Peter Raskopoulos

Personal information
- Full name: Peter Raskopoulos
- Date of birth: 22 February 1962 (age 64)
- Place of birth: Kastoria, Greece
- Position: Midfielder

Youth career
- Earlwood Wanderers

Senior career*
- Years: Team / Apps / (Gls)
- 1977–1979: Sydney Olympic / 37 / (0)
- 1980: Marconi Stallions / 29 / (1)
- 1981–1989: Sydney Olympic / 195 / (21)
- Total:  / 261 / (22)

International career
- 1980–1987: Australia / 15 / (0)

Managerial career
- 1993: Sydney Olympic
- 2000–2002: AC United

= Peter Raskopoulos =

Australian soccer player

Peter Raskopoulos (born 22 February 1962) is an Australian former association football player.

==Playing career==
===Club career===
Raskopoulos played his youth football for Earlwood Wanderers before being signed for Sydney Olympic for the first season of the National Soccer League in 1977.
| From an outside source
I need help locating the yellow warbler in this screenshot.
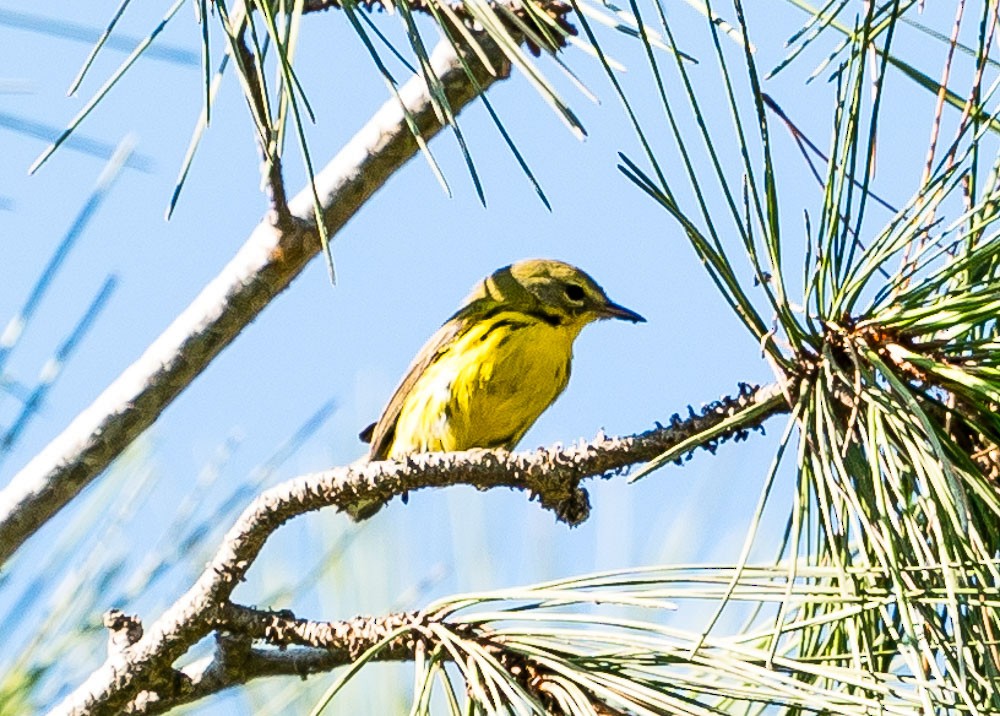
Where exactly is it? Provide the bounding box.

===International career===
Raskopoulos made his debut in a B-International for Australia at the 1980 OFC Nations Cup. He captained Australia in his full international debut for Australia in August 1981 against Indonesia in Jakarta. This made Peter the youngest ever Socceroos captain at only 19Y189D, a record that still holds. He played his last match for the Socceroos in 1987 having played 14 matches, captaining the team twice.

===Career after football===
Peter took up the role of C.E.O at Sydney Olympic, his beloved club in 2001. At the helm, they won the NSL championship in 2001–02 season and won the minor premiership the following season. Today Peter Raskopoulos is the owner of the Rasko Group; Rasko Linen Service, Goondee Aged Care, Rasko Exporters and Consultants and Exclusively O in Australia. He lives in Sydney with his wife and has four children, including comedians Jordan and Steen.